Безусловно, Ахматова была художественно права, создавая в «Поэме без героя» образ «Арлекина-убийцы», явственно наделенного чертами Михаила Алексеевича Кузмина, но переносить это художественное решение в реальные события 1912–1913 годов и на этом основании предъявлять своеобразный нравственный иск Кузмину — невозможно.
Перипетии частной и литературной жизни Кузмина, безусловно, сказались и на его творчестве.
Нежелание каким бы то ни было образом ассоциироваться с литературными группами того времени привело его к определенной изоляции в «высокой» литературе. После прекращения в 1909 году «Весов» и «Золотого руна» Кузмин сделался деятельнейшим сотрудником только что возникшего журнала «Аполлон», одним из тех, кто не просто там сотрудничал, но до известной степени определял и внутреннюю политику журнала. Однако расхождение с Гумилевым не могло не повлиять и на отношения с «Аполлоном», где Гумилев по-прежнему оставался весьма влиятелен. Новые предприятия символистов после инцидента с «Трудами и днями» также не выглядели для Кузмина хоть сколько-нибудь привлекательными. Отношения с Брюсовым явственно ухудшились, и в «Русской мысли» за годы его властвования в литературном отделе Кузмин печатался очень мало. Традиционные толстые журналы не могли преодолеть своей неприязни к столь скандальной фигуре, какой для них по-прежнему представлялся Кузмин, и, как следствие всего этого, главным местом сотрудничества для него становились не очень притязательные издания типа «Нивы», «Аргуса», «Огонька», «Вершин» и пр., вплоть до бульварного «Синего журнала» и суворинского «Лукоморья», которыми очень многие литераторы с именем брезговали. Конечно, его стихи печатались и во вполне серьезных «Северных записках», и в альманахах, среди которых были весьма незаурядные «Стрелец» и «Альманах муз», но постоянное сотрудничество все же чаще связывало его с полубульварными изданиями, которые требовали от своих авторов не художественного совершенства продукции, а прежде всего понятности для самого непритязательного читателя. Если на «Осенних озерах» это обстоятельство еще не успело сказаться, то в «Глиняных голубках» проявилось в полной мере.

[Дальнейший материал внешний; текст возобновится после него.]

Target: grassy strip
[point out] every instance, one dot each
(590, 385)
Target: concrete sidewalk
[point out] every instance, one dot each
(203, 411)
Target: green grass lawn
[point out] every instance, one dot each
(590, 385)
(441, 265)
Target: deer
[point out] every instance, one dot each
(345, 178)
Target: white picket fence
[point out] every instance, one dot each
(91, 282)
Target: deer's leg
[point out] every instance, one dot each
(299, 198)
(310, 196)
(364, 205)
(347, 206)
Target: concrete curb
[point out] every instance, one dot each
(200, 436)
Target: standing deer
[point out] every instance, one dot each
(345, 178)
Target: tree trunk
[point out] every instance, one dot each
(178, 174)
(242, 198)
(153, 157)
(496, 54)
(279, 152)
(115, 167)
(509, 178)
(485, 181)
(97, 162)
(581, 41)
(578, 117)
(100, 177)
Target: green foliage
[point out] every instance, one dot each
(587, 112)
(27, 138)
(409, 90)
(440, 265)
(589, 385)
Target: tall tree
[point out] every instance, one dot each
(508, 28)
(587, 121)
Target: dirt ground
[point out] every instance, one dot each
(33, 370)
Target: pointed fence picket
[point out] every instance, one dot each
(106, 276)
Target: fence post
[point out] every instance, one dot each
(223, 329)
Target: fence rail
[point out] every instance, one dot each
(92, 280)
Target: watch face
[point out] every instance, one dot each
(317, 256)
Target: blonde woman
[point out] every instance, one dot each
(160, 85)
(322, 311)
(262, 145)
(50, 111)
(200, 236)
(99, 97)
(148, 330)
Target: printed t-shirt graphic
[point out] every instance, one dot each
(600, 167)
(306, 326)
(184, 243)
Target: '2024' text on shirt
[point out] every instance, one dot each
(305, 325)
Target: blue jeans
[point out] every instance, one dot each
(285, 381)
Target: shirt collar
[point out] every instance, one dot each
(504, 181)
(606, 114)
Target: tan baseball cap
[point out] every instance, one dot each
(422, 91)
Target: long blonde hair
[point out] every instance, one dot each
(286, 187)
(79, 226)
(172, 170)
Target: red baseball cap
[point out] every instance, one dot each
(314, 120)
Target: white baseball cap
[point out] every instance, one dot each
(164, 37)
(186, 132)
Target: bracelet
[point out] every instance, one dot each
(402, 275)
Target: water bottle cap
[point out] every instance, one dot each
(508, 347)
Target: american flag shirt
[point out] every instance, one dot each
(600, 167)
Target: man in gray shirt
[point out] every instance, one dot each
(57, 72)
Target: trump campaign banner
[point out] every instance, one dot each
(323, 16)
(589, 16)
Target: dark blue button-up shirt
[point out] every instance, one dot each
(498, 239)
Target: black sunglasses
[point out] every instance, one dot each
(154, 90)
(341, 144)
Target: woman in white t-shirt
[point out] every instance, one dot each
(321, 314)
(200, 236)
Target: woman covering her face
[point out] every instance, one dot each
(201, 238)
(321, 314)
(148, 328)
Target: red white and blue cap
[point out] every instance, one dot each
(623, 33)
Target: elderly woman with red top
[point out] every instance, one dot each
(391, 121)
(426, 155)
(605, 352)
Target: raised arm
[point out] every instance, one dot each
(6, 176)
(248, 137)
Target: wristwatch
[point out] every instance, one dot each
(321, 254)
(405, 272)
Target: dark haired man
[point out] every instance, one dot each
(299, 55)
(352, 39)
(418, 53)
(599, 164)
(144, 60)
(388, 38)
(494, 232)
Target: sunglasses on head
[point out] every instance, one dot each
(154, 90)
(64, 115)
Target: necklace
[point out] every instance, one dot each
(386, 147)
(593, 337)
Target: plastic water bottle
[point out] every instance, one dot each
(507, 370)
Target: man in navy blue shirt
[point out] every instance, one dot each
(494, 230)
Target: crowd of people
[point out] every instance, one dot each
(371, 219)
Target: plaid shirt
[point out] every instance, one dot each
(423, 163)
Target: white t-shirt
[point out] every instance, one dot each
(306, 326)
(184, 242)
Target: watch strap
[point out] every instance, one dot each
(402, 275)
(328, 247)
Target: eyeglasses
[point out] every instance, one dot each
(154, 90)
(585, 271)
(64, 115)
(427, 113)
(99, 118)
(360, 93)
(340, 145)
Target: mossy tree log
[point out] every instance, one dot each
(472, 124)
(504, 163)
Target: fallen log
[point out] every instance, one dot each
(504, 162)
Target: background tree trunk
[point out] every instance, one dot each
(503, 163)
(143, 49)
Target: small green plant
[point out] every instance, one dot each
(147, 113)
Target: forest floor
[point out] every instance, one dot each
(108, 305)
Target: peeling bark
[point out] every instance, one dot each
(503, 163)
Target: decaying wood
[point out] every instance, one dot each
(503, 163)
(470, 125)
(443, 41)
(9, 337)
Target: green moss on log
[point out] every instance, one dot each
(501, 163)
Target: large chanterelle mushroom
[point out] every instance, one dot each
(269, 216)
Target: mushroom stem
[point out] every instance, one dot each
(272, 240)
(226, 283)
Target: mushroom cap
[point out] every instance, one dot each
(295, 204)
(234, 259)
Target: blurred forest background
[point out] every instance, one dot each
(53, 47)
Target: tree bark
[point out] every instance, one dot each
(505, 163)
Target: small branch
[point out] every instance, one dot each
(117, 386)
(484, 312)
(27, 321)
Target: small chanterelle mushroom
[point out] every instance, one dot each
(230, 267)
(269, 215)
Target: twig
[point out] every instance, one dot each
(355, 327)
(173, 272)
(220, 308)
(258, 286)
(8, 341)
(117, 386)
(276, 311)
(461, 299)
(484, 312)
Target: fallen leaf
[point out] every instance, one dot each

Вторая существенная особенность — регулярное сотрудничество с театрами, для которых Кузмин писал не только музыку, но и целые пьесы, нередко вместе с музыкой. Эти пьесы ставились и в серьезных театрах, и в многочисленных по тому времени театрах миниатюр, и в полулюбительских домашних спектаклях, но во всех случаях они были ориентированы на беспечную легкость восприятия, должны были доставлять зрителю веселье и радость, не заставляя особенно задумываться над сложными проблемами.
Наконец, на изменении тональности творчества Кузмина не могло не сказаться изменение круга его общения. Если прежде он беседовал, заводил дружбы и считался своим среди элитарного художественного круга (Дягилев, Сомов, Мейерхольд, Вяч. Иванов, Блок, Сологуб, Анненский, Брюсов и др.), то теперь все чаще его окружают молодые поэты, артисты, художники, музыканты, для которых он является безусловным мэтром, чьим словам следует беспрекословно внимать. Хотя поза учителя, насколько можно судить по воспоминаниям, была Кузмину абсолютно чужда, все же такое отношение не могло не воздействовать на его сознание. Вместо общения с равными как равный он оказывался среди людей, явно уступавших ему в интеллектуальной и художественной силе. Особенно заметно проявилось это в тот период, когда он стал тесно общаться с популярной беллетристкой Е. А. Нагродской и на какое-то время даже поселился в ее большой квартире.
На некоторое время критерии художественного совершенства у Кузмина сдвинулись: все написанное представлялось безусловно удачным, а раз напечатанное неуклонно включалось в книгу стихов. В беллетризованных мемуарах Г. Иванова есть сценка, которая вполне может быть и вымыслом (тем более, что страницы «Петербургских зим», посвященные Кузмину, пронизаны явным недружелюбием, связанным с разными внешними причинами), но тем не менее соответствует тому впечатлению, какое оставляют сборники Кузмина начала десятых годов. На вопрос автора воспоминаний, включать ли какое-то стихотворение в книгу или нет, Кузмин отвечает: «Почему же не включать? Зачем же тогда писали? Если сочинили — так и включайте…»[58]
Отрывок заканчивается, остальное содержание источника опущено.